Sem Terra e a Agroecologia

Dentro desta nova perspectiva, o MST tornou-se importante sujeito ao desenvolver iniciativas sustentáveis para os agricultores do campo brasileiro. Entre elas, podemos destacar a Campanha Sementes Patrimônio dos Povos a Serviço da Humanidade, que estimulou a criação de bancos de sementes e o resgate de sementes crioulas em centenas de assentamentos; a criação da Rede de Pesquisa Agroecológica, composta por uma dezena de centros em todos os biomas, onde desenvolvem-se pesquisas agrícolas com metodologias participativas e buscando aprimorar as técnicas agroecológicas; e a criação dos Centros Irradiadores do Manejo da Agrobiodiversidade, em parceria com o Ministério do Meio Ambiente, onde 7 centros estão se transformando em unidades demonstrativas da sustentabilidade agrícola, com todo o processo orientado pelos assentados e assentadas. Também devemos evidenciar a criação e coordenação de diversos cursos médio, pós-médio, superior e uma especialização com enfoque agroecológico.

A riqueza da produção agroecológica

Um dos pilares da agroecologia é a diversidade. Diversidade biológica principalmente, ou seja, no lugar dos monocultivos ou cultivos com poucas espécies, deve-se estabelecer lavouras com várias espécies, os chamados policultivos. A diversidade de espécies no cultivo e criações animais é fundamental para o equilíbrio biológico do agroecossistema.

Essa dinâmica de policultivos também interage com a dinâmica florestal. A utilização de espaços comuns, como os Sistemas Agroflorestais (SAFs), para a produção agrícola e florestal, bem como a preservação de áreas florestais nativas, potencializa a produção e cria uma série de vantagens ambientais, como a proteção dos recursos hídricos, o controle de pragas, a conservação dos solos, a diminuição de ventos, entre outras.

É dentro dessa visão de diversidade que MST está construindo o Programa Florestal para as Áreas de Assentamentos. O componente florestal é o clímax da sustentabilidade ambiental, onde todos os organismos vivos e elementos naturais estão em equilíbrio dinâmico. É compreendendo a floresta que o MST busca desenvolver a agroecologia e enfrentar o modelo do agronegócio.

Diante desta realidade o MST assume um protagonismo fundamental para a luta por qualidade de vida nos assentamentos de Reforma Agrária e pela alteração do modelo produtivo nacional. A construção de um programa florestal se faz necessária para identificar as realidades e demandas locais e para apresentar proposições que garantam a integração entre a produção agrícola e a preservação ambiental, a geração de renda e a segurança e soberania alimentar, buscando sempre o manejo mais sustentável possível. As propostas deverão pensar a união com outros movimentos sociais, a parceria com a sociedade civil organizada e o diálogo com o governo para viabilizá-las.

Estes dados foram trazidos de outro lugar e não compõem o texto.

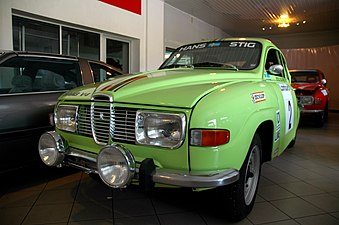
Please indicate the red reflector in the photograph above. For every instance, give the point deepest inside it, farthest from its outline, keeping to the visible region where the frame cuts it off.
(209, 137)
(214, 137)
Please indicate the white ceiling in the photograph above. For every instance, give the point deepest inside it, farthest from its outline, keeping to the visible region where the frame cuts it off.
(249, 17)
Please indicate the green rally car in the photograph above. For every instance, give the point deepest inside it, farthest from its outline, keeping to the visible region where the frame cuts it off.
(208, 117)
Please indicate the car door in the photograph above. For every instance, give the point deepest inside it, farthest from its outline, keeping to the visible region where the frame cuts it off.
(287, 106)
(29, 88)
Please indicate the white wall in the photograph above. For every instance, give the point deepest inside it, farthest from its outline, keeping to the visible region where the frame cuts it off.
(182, 28)
(100, 16)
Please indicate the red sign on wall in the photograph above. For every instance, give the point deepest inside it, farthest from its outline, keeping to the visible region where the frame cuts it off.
(130, 5)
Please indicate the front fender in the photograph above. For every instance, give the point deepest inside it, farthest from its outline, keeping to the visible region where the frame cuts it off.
(232, 108)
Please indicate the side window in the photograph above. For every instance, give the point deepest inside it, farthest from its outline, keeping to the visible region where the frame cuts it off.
(284, 64)
(272, 58)
(101, 72)
(36, 74)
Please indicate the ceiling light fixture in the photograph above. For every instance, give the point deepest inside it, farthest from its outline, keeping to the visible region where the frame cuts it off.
(284, 21)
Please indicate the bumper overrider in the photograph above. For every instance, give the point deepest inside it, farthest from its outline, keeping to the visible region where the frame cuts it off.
(116, 166)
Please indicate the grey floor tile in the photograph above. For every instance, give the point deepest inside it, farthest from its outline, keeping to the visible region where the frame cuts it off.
(317, 220)
(259, 198)
(325, 184)
(326, 202)
(44, 214)
(274, 192)
(187, 218)
(336, 215)
(296, 207)
(133, 208)
(265, 182)
(95, 210)
(70, 181)
(90, 189)
(301, 188)
(281, 177)
(304, 174)
(19, 198)
(220, 220)
(284, 222)
(92, 222)
(176, 200)
(143, 220)
(13, 216)
(265, 212)
(56, 197)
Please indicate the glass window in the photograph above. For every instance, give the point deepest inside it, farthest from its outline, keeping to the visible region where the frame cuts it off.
(35, 74)
(31, 35)
(168, 52)
(221, 54)
(117, 53)
(101, 72)
(80, 43)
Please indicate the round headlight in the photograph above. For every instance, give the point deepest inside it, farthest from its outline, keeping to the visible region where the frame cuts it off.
(116, 166)
(50, 145)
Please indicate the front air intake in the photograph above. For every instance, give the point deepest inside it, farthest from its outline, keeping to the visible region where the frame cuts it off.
(102, 118)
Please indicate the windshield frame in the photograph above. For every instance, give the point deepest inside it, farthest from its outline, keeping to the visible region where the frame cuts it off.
(232, 45)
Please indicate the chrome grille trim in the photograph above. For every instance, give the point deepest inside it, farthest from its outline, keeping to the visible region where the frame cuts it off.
(84, 121)
(101, 122)
(124, 124)
(121, 125)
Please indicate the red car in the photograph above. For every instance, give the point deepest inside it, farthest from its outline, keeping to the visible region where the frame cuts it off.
(312, 94)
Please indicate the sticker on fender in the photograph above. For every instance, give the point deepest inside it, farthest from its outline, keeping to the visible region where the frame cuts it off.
(288, 105)
(258, 97)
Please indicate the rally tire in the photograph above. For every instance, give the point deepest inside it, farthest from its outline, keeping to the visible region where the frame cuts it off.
(240, 196)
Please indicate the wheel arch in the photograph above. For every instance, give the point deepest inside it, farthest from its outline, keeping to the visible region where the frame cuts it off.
(265, 131)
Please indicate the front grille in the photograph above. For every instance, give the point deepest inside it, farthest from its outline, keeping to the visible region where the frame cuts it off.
(118, 123)
(101, 122)
(124, 129)
(84, 121)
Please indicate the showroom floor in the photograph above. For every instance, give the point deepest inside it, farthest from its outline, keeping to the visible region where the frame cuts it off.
(299, 187)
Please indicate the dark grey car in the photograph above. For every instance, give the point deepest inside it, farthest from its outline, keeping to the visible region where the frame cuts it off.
(30, 84)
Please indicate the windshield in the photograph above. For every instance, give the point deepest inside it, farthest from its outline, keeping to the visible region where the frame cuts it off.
(305, 77)
(221, 54)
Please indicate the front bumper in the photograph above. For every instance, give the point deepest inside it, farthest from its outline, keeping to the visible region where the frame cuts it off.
(311, 111)
(87, 162)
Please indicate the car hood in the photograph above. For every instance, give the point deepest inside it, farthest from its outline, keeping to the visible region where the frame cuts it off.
(172, 88)
(305, 86)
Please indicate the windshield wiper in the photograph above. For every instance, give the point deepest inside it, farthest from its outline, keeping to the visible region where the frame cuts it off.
(216, 64)
(177, 66)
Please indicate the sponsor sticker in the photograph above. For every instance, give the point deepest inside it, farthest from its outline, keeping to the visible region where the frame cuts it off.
(243, 44)
(324, 92)
(277, 129)
(258, 96)
(191, 47)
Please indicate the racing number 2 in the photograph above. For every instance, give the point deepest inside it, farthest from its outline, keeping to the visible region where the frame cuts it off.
(289, 112)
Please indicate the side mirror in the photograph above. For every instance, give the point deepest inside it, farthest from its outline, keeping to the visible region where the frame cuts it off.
(324, 82)
(276, 69)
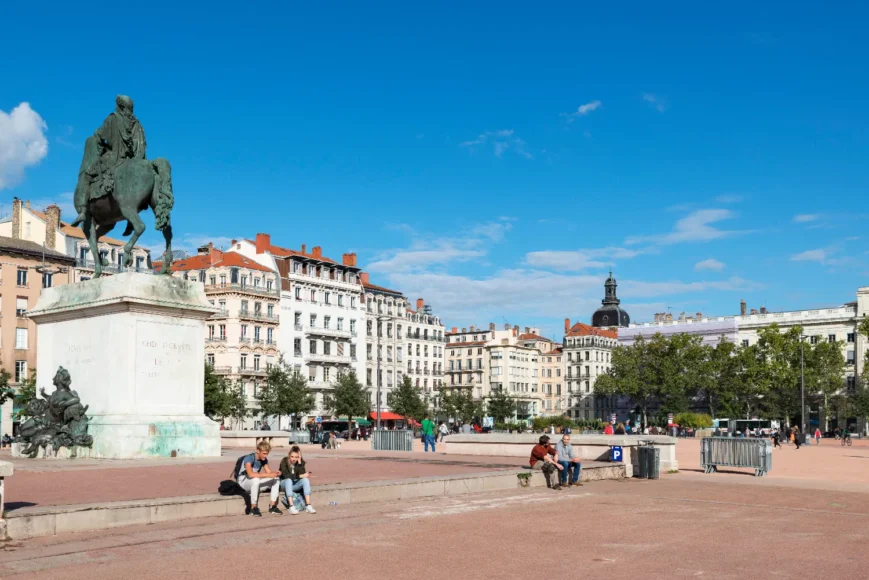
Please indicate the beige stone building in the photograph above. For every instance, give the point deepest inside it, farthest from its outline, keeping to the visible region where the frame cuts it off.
(45, 226)
(241, 339)
(25, 269)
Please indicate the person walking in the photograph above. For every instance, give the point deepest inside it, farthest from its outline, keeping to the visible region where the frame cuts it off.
(428, 433)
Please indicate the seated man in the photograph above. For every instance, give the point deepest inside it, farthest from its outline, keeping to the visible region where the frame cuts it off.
(294, 478)
(545, 458)
(255, 475)
(568, 460)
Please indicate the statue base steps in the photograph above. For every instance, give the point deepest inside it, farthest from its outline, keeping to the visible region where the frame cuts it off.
(135, 350)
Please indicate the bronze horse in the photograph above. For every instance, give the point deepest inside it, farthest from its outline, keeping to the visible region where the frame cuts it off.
(138, 184)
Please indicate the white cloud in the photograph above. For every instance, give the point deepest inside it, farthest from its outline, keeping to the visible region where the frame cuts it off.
(695, 227)
(710, 264)
(578, 260)
(501, 142)
(819, 255)
(659, 103)
(582, 110)
(22, 143)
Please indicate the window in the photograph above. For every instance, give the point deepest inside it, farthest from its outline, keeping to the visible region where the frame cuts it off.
(21, 338)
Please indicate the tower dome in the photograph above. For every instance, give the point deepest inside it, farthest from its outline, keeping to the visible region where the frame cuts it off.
(610, 314)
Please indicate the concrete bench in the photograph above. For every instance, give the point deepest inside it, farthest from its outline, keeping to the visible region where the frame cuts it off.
(250, 439)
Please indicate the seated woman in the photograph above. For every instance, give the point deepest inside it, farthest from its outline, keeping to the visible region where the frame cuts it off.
(294, 478)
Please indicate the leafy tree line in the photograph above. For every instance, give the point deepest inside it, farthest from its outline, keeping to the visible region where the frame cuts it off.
(677, 373)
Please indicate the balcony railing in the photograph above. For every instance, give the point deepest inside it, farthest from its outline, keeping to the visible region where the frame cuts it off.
(329, 358)
(257, 316)
(258, 290)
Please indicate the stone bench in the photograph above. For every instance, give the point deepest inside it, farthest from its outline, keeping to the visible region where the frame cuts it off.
(587, 447)
(250, 439)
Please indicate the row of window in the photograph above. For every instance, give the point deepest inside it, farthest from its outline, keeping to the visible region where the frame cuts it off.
(245, 336)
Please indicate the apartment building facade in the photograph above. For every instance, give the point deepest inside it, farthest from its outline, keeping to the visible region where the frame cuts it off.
(241, 339)
(587, 355)
(26, 268)
(45, 226)
(322, 315)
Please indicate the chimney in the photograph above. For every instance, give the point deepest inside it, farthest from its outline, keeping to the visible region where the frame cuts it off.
(263, 243)
(52, 222)
(16, 218)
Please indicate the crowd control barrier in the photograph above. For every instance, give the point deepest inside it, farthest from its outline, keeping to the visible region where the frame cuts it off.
(398, 440)
(718, 452)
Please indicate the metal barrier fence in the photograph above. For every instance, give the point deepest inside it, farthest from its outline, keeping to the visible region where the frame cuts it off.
(718, 452)
(300, 437)
(399, 440)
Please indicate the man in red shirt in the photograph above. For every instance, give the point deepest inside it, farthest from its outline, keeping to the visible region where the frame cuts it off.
(545, 458)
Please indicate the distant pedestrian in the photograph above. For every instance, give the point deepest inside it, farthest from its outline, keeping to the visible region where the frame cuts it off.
(776, 439)
(428, 433)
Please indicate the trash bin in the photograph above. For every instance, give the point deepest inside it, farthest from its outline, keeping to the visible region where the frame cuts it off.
(653, 462)
(642, 470)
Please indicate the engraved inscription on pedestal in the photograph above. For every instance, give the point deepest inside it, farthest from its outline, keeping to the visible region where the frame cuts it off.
(166, 368)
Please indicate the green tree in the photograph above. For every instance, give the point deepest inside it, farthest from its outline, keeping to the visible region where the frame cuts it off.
(501, 406)
(407, 400)
(26, 393)
(349, 398)
(285, 392)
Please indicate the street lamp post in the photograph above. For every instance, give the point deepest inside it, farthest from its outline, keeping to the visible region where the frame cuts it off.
(802, 388)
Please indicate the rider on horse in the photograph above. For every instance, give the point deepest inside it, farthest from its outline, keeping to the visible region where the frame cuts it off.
(121, 137)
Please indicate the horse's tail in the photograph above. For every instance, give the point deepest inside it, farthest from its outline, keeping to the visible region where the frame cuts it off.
(162, 195)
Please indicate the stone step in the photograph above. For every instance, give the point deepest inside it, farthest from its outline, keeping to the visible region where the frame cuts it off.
(34, 522)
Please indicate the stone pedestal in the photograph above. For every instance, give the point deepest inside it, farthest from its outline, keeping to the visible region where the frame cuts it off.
(134, 347)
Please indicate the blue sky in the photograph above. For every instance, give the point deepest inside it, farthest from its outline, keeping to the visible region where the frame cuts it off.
(495, 158)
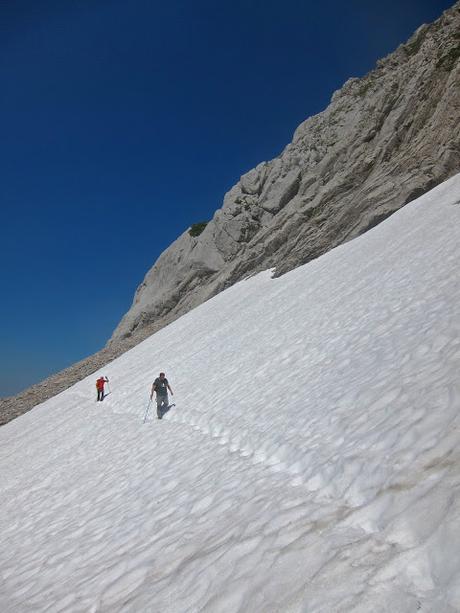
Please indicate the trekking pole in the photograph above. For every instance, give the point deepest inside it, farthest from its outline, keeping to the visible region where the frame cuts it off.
(147, 410)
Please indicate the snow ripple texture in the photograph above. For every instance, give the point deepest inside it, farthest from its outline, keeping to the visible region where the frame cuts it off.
(311, 465)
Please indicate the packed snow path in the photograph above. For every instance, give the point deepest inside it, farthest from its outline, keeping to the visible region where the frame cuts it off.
(312, 463)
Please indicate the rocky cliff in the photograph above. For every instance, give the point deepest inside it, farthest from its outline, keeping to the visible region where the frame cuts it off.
(383, 141)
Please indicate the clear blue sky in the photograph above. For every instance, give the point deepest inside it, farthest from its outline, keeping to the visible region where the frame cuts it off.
(123, 122)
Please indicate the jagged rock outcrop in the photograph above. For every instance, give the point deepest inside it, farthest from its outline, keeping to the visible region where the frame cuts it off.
(384, 140)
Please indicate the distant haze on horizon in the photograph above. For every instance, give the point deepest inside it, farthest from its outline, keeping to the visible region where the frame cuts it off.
(125, 123)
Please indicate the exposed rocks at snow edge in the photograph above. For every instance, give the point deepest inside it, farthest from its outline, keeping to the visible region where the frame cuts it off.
(383, 141)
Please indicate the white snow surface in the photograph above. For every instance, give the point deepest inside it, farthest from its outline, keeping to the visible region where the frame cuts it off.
(312, 463)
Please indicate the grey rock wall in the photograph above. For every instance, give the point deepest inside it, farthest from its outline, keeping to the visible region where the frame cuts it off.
(384, 140)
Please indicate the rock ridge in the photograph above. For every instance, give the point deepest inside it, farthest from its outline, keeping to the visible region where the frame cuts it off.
(383, 141)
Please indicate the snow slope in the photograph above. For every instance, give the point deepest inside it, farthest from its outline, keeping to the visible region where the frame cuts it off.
(312, 463)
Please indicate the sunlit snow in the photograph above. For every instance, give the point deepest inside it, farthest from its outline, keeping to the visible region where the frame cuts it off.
(311, 463)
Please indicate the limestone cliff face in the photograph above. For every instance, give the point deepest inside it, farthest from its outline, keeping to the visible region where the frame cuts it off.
(383, 141)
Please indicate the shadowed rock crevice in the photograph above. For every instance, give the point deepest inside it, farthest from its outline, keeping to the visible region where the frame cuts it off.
(384, 140)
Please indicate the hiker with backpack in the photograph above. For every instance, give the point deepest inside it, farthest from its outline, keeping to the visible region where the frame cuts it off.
(100, 387)
(160, 387)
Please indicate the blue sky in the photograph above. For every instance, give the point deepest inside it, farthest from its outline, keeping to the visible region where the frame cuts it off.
(125, 122)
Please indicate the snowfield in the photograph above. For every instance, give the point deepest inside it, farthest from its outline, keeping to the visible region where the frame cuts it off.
(311, 465)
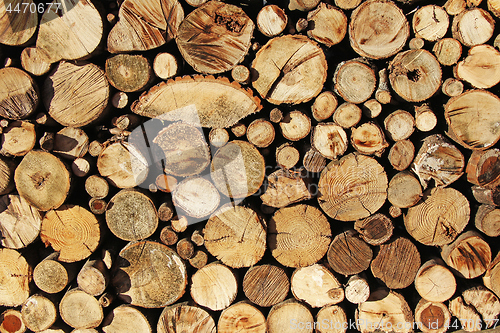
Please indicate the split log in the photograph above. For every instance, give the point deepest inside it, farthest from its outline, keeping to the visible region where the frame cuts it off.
(396, 264)
(348, 254)
(336, 182)
(415, 75)
(330, 140)
(369, 139)
(145, 26)
(126, 318)
(481, 67)
(487, 220)
(158, 263)
(15, 274)
(299, 235)
(243, 317)
(131, 215)
(20, 224)
(329, 24)
(38, 313)
(435, 282)
(324, 106)
(266, 285)
(214, 286)
(469, 255)
(237, 169)
(282, 65)
(473, 26)
(43, 180)
(76, 95)
(128, 72)
(404, 190)
(447, 51)
(439, 217)
(375, 229)
(316, 286)
(354, 80)
(385, 310)
(19, 95)
(287, 315)
(433, 317)
(373, 35)
(439, 160)
(52, 275)
(72, 231)
(80, 310)
(271, 20)
(185, 148)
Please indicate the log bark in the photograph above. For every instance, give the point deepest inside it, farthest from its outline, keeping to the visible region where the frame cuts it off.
(298, 236)
(266, 285)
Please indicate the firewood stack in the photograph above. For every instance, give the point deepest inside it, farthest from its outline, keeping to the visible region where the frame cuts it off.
(245, 166)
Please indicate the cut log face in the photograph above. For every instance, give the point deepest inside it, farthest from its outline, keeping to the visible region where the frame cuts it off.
(145, 25)
(217, 103)
(141, 270)
(289, 69)
(215, 37)
(378, 29)
(75, 95)
(353, 188)
(439, 217)
(298, 236)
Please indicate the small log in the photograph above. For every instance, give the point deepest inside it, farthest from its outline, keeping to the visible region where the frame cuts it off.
(285, 80)
(38, 313)
(76, 95)
(72, 231)
(473, 26)
(487, 220)
(289, 314)
(126, 318)
(266, 285)
(401, 154)
(435, 282)
(469, 255)
(165, 65)
(19, 95)
(158, 263)
(404, 190)
(372, 315)
(369, 139)
(357, 290)
(439, 217)
(347, 115)
(185, 318)
(447, 51)
(316, 286)
(434, 317)
(372, 35)
(214, 286)
(348, 254)
(89, 314)
(375, 229)
(324, 106)
(298, 236)
(396, 263)
(238, 169)
(15, 274)
(131, 215)
(329, 24)
(336, 181)
(271, 20)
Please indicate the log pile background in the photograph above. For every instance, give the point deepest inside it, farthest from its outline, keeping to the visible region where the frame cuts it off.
(286, 166)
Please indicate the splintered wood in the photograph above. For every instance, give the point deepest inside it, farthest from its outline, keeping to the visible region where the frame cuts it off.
(249, 166)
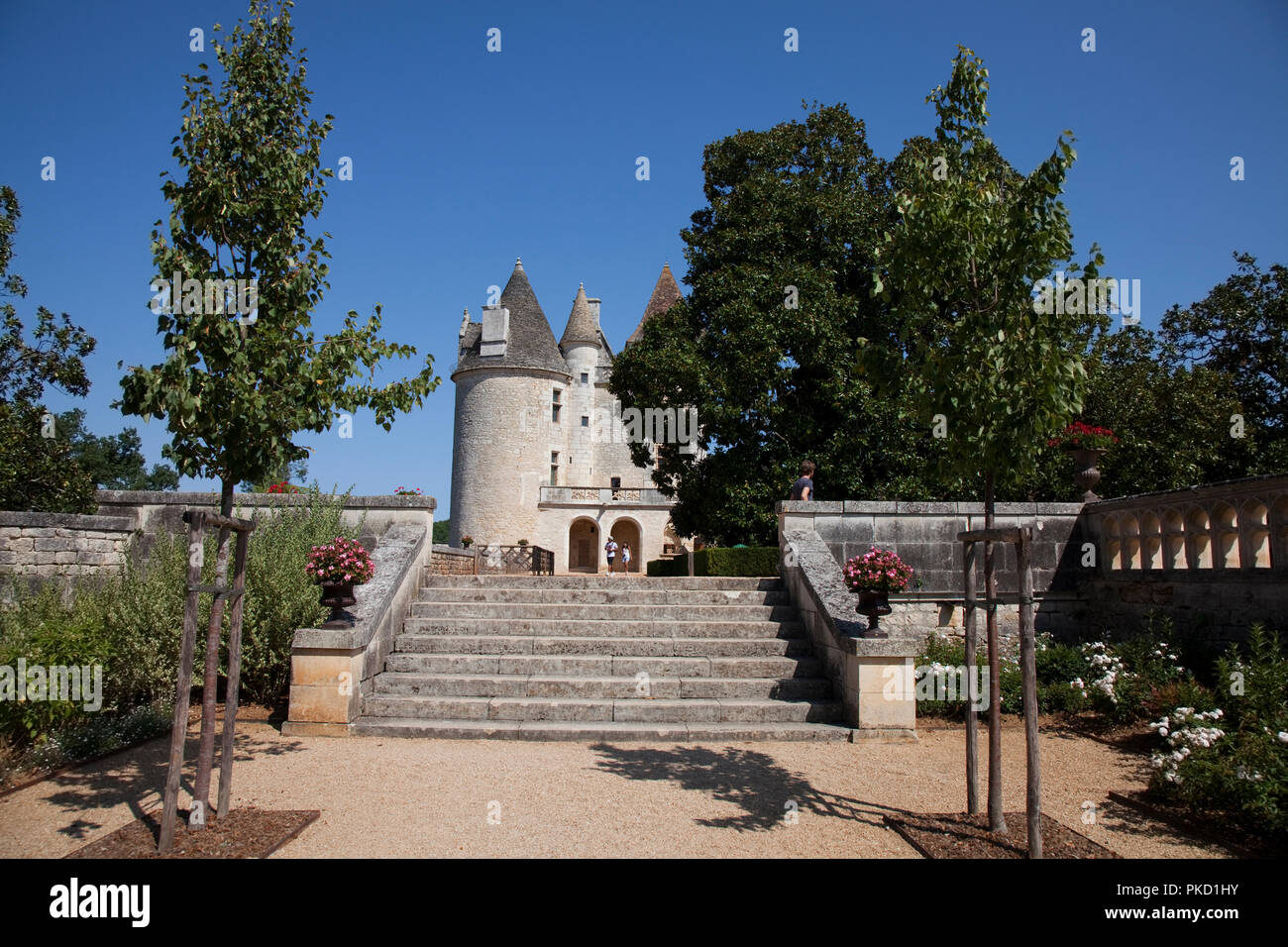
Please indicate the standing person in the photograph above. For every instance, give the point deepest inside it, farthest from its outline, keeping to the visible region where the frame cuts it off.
(804, 486)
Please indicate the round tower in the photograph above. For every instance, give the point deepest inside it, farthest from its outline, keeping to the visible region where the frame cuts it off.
(581, 350)
(513, 412)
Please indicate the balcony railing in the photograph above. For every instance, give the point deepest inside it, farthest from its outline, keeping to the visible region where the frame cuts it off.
(604, 496)
(515, 560)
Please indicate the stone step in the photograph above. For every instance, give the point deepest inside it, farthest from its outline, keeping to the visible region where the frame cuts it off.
(626, 611)
(604, 665)
(589, 596)
(605, 628)
(601, 686)
(599, 732)
(674, 583)
(545, 709)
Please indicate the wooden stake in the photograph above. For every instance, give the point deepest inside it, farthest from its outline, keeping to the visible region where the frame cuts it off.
(226, 750)
(1028, 661)
(973, 684)
(183, 686)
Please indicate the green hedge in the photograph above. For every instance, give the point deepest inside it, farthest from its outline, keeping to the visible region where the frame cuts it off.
(741, 561)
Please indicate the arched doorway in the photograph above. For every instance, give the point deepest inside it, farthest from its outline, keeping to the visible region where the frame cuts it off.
(627, 532)
(584, 547)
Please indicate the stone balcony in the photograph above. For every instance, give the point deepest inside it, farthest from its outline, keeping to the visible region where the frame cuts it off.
(603, 496)
(1237, 525)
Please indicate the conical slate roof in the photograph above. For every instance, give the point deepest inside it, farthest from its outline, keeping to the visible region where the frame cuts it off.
(665, 295)
(581, 324)
(531, 343)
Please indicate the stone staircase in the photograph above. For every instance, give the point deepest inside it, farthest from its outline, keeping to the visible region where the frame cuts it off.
(601, 657)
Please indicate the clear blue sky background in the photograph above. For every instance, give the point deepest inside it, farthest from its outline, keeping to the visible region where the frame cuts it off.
(465, 159)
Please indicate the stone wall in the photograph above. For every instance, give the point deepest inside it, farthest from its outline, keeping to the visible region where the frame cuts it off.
(925, 536)
(1212, 558)
(62, 545)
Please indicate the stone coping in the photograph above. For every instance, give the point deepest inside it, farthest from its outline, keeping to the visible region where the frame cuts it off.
(439, 549)
(67, 521)
(927, 508)
(395, 557)
(1243, 486)
(835, 602)
(161, 497)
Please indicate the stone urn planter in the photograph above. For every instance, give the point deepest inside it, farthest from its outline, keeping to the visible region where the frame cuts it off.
(1085, 471)
(874, 577)
(874, 603)
(338, 567)
(338, 596)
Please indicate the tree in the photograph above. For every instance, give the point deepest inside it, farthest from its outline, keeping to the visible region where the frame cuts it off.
(37, 467)
(1240, 329)
(1172, 421)
(1001, 373)
(115, 462)
(764, 346)
(235, 389)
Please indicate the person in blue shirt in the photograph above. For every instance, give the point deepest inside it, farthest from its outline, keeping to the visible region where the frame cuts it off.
(804, 486)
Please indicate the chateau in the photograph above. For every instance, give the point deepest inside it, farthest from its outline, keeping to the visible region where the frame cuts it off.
(532, 458)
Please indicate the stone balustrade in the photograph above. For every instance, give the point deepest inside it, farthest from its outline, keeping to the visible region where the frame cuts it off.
(1236, 525)
(603, 496)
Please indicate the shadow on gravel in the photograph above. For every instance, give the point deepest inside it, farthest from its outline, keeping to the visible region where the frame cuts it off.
(138, 780)
(768, 793)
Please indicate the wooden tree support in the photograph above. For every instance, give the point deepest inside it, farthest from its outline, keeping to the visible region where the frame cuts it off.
(1022, 540)
(197, 523)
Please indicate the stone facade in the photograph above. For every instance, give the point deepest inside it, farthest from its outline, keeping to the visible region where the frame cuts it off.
(539, 437)
(62, 545)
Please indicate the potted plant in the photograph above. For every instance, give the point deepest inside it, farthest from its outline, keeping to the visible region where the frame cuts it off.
(874, 577)
(1087, 444)
(338, 567)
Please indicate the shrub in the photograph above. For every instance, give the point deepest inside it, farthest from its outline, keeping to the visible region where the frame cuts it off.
(678, 566)
(130, 622)
(742, 561)
(1233, 759)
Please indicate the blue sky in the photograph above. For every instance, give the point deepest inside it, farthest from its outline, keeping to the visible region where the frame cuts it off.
(465, 158)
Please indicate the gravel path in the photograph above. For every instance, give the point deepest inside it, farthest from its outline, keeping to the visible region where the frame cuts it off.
(417, 797)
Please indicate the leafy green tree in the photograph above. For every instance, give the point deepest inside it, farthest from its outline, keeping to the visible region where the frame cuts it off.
(1172, 421)
(115, 462)
(764, 346)
(38, 471)
(1240, 329)
(235, 393)
(974, 354)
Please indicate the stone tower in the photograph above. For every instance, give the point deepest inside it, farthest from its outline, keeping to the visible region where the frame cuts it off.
(511, 412)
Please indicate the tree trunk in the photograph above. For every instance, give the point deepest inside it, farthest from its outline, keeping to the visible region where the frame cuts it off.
(971, 685)
(996, 823)
(206, 751)
(1028, 660)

As distintas realidades sócio-ambientais dos estados e das regiões é fator crucial, que será levado em conta na construção do programa florestal. Possuímos assentamentos na Mata Atlântica e nos Pampas, onde o enfrentamento com o monocultivo de eucalipto é acirrado e a fragilidade dos ecossistemas é imperativa; no cerrado e na caatinga precisamos potencializar o agroextrativismo, mas também precisamos entender melhor e propor alternativas de manejo das áreas para produção de lenha e de carvão, que culturalmente são os principais componentes energéticos dos lares e dos pequenos mercados locais; e na Amazônia encontra-se um grande potencial de produtos madeireiros e não-madeireiros (artesanatos, fitoterápicos, frutos).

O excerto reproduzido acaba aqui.